Tableau's value is in it's ability to provide easy, transparent access to the information in business data. It should take and zealously enforce the same guiding principle with its own information; in this case it doesn't.

This Tableau Public published workbook's dashboards demonstrate the situation.


2 comments:

  1. Hi Chris,

    This has been a point of debate at Tableau for a while. Back in v6.1 we did in fact identify which filters where associated with which worksheets in a dashboard. You can see an example of this in the following screenshot of a dashboard, which shows dashed lines surrounding the top-most two quick filters to the right of the selected sheet: http://eden.rutgers.edu/~renee3w/554/tableauexercise/tableaupics/class%20size%20dash.png

    The shortcoming to this approach is that it draws unwanted attention to particular sheets or filters as a user interacts with a dashboard in Tableau Desktop or via a browser. Many times the context for the filters is clearly expressed by thoughtful dashboard layout, descriptive titles and textual instructions describing how the audience can interact to answer their own questions. We found that the additional context hints Tableau provided was distracting from the overall story, and we removed that functionality in v7.0.

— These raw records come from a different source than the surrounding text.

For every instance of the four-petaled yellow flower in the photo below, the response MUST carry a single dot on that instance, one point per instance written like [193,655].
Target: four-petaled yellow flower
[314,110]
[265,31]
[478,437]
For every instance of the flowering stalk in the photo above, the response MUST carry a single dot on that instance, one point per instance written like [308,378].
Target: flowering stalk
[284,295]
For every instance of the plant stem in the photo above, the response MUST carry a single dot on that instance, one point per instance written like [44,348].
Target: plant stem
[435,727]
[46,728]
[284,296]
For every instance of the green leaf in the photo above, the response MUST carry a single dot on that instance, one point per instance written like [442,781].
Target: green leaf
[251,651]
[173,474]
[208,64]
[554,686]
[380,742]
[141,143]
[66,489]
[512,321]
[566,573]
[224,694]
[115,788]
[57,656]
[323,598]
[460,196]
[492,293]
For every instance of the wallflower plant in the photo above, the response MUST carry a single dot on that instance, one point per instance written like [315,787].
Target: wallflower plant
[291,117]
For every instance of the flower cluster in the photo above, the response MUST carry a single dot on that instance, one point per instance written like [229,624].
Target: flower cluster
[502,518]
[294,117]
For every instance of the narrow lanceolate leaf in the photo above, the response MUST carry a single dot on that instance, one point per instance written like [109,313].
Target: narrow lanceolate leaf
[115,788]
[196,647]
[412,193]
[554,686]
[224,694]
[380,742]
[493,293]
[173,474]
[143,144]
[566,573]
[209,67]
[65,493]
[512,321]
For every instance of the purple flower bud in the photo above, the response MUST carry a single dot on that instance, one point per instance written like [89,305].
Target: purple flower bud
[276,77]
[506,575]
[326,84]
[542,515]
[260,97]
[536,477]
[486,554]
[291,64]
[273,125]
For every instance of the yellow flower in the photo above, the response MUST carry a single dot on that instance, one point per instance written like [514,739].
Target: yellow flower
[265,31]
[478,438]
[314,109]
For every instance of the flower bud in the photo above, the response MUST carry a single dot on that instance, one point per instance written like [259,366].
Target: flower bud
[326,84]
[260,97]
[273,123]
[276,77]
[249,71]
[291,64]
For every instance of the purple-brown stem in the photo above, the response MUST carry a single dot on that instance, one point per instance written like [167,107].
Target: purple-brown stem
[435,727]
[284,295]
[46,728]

    Perhaps we can consider restoring some similar functionality for authors but not their audience.

    -Robert

    ReplyDelete
  2. Hi Robert,

    Seeing the v6.1 image was like seeing an old friend.

    It does bring up a number of things, as does your comment, surrounding the visual prominence of elements in design and consumption modes. I've long wished that the frame enhancing for the last-touched element could be turned off, feel like it's almost always a cognitive distraction for someone who's simply using the dashboard to see data.

    If Tableau's going to open the door to having distinct authoring and consuming modes that makes many, many possible authoring improvements possible that would simply overwhelm the consumer's visual space.

    I've heard from multiple people at Tableau that there's a commitment to "no modes". Perhaps it's getting to the point where the operational complexity of handling Tableau's increasingly rich functionality makes modal use a compelling option.

    And the modal barrier has already been breached, albeit in not too obvious ways.